Naturally we had to have a go.

Now, there is something about fire which attracts men (and some women). We told a friend our plans, and he was there, ready to set light, the next day. It was a bitterly cold morning in March, and it seemed like a good, warm thing to do. Faggots of kindling were put into the oven and ignited, and gently added to as time went on. Well, until the friend - Stoker, as he is now known - decided this was all a bit tame, and, true to his name, stoked things up. In the meantime, I was in the real kitchen, raising three kinds of dough.

The oven thermometer had gone critical out in the bread oven: it runs out at 350C. We had to wait for things to cool down.
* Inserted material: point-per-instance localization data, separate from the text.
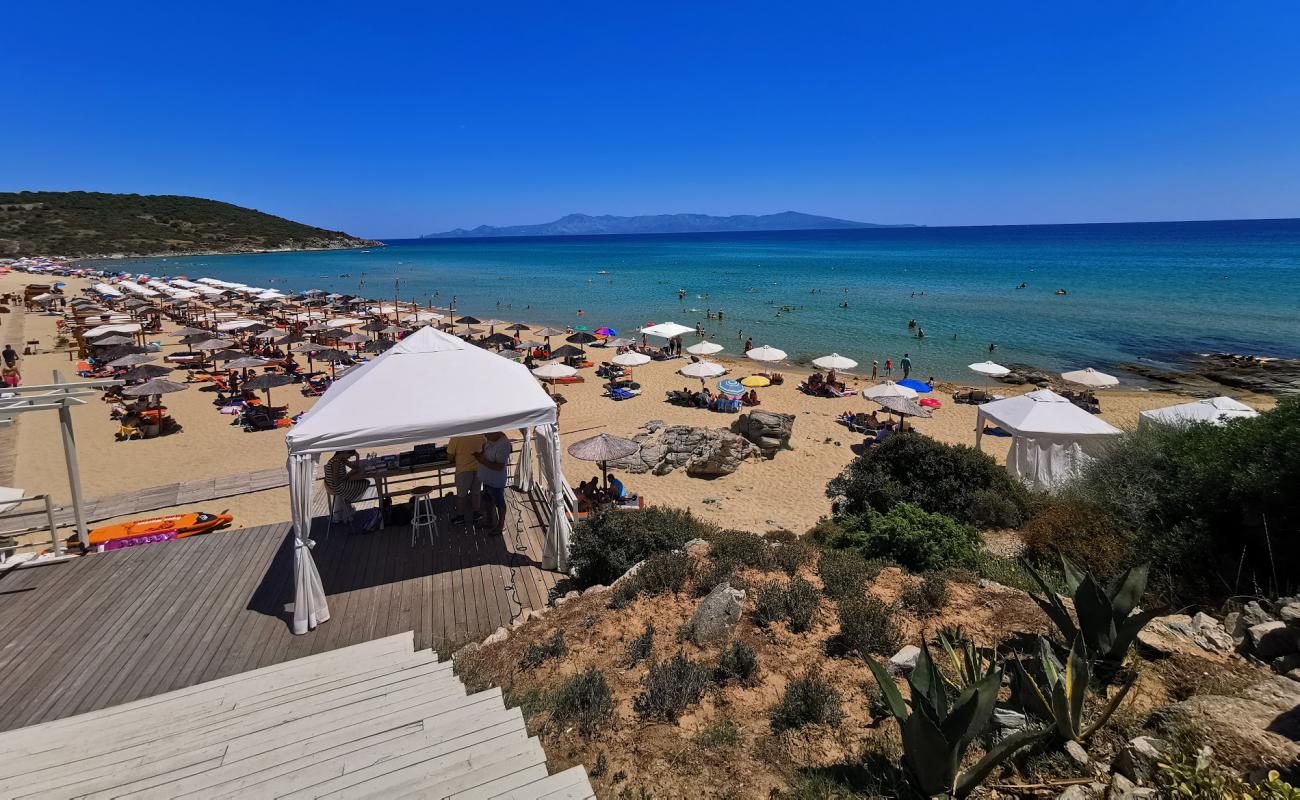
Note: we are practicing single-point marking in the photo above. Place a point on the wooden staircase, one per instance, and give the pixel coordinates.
(376, 720)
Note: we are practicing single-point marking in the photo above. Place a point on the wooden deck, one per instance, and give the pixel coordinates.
(115, 627)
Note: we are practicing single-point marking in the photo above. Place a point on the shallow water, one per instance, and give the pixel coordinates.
(1134, 292)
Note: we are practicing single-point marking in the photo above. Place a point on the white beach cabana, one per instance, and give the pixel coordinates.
(1051, 437)
(429, 385)
(1214, 410)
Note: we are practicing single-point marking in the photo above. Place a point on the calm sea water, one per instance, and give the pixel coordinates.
(1135, 292)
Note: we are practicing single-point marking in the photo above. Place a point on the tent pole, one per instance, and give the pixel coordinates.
(65, 426)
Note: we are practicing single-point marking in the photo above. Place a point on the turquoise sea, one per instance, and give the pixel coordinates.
(1135, 292)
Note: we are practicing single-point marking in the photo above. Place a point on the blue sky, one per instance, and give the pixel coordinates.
(394, 120)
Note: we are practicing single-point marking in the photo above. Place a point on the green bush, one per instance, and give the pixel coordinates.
(917, 540)
(1213, 507)
(866, 628)
(807, 700)
(845, 573)
(927, 596)
(668, 688)
(641, 648)
(584, 701)
(609, 543)
(737, 664)
(537, 654)
(953, 480)
(796, 604)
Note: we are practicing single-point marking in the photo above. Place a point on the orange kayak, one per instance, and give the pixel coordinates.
(183, 524)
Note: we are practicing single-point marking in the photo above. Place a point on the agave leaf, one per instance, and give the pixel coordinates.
(1127, 591)
(889, 691)
(1129, 630)
(1096, 622)
(928, 684)
(932, 760)
(1075, 684)
(1000, 752)
(1073, 574)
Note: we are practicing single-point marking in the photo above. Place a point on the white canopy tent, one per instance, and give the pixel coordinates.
(1214, 410)
(1051, 437)
(429, 385)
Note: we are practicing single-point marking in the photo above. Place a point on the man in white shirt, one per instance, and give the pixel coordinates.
(493, 462)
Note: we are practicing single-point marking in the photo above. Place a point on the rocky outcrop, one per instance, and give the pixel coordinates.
(702, 452)
(767, 429)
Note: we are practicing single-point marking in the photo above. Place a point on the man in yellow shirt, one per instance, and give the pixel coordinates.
(462, 450)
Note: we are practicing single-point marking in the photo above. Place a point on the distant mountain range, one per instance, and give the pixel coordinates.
(581, 224)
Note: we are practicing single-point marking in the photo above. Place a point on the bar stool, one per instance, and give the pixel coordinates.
(424, 519)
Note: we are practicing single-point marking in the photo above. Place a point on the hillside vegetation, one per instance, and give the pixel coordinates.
(89, 223)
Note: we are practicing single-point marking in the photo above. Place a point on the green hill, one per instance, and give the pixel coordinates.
(90, 223)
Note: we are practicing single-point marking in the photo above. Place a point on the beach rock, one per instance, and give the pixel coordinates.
(1273, 639)
(1260, 729)
(716, 615)
(767, 429)
(904, 661)
(1074, 751)
(1139, 760)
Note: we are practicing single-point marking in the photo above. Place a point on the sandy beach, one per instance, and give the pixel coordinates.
(787, 492)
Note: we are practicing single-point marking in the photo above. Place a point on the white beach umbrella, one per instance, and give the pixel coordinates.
(1090, 377)
(835, 362)
(887, 389)
(766, 354)
(989, 368)
(702, 370)
(553, 371)
(705, 349)
(631, 359)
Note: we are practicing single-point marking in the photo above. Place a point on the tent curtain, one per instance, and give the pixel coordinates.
(310, 606)
(555, 552)
(524, 470)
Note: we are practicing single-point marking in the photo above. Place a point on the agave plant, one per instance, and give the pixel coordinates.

The bread oven room remained cold, though - the heat stayed in the oven, the smoke went up the chimney outside the oven door. Time passed. Bread cooks at pretty high temperatures: but if you put it just inside an oven which has already been off the scale, it burns in an instant. It went in, it turned black, it came out - all in the count of three.

I cut the top off, covered it with foil, and waited.

Eventually we managed three reasonable loaves: but the oven was still hot, and no country person would have wasted that heat. I put in three different casseroles, too, including a Guernsey bean pot, and we closed the door and went away.

In fact, I could have put a leg of lamb in there, and left it overnight, and it would have fallen off the bone by lunchtime. The oven was still at 150C next morning, with the iron door shut.

It seemed clear to me that, in a small village, everyone could have cooked a dish of some sort once the bread was finished, without adding a single piece of wood after the initial burn. We had food for a week. It was an excellent, economical way of cooking (once we had mastered the art of temperature control, or tied Stoker's hands behind his back, which would have done the job). One woman got to work her socks off (and I did raise the dough in the electric oven, as it was too cold to do it any other way), and two men played with fire for a good reason.

Give a man a fire, some fresh bread,  and the promise of dinner, and what more can he ask?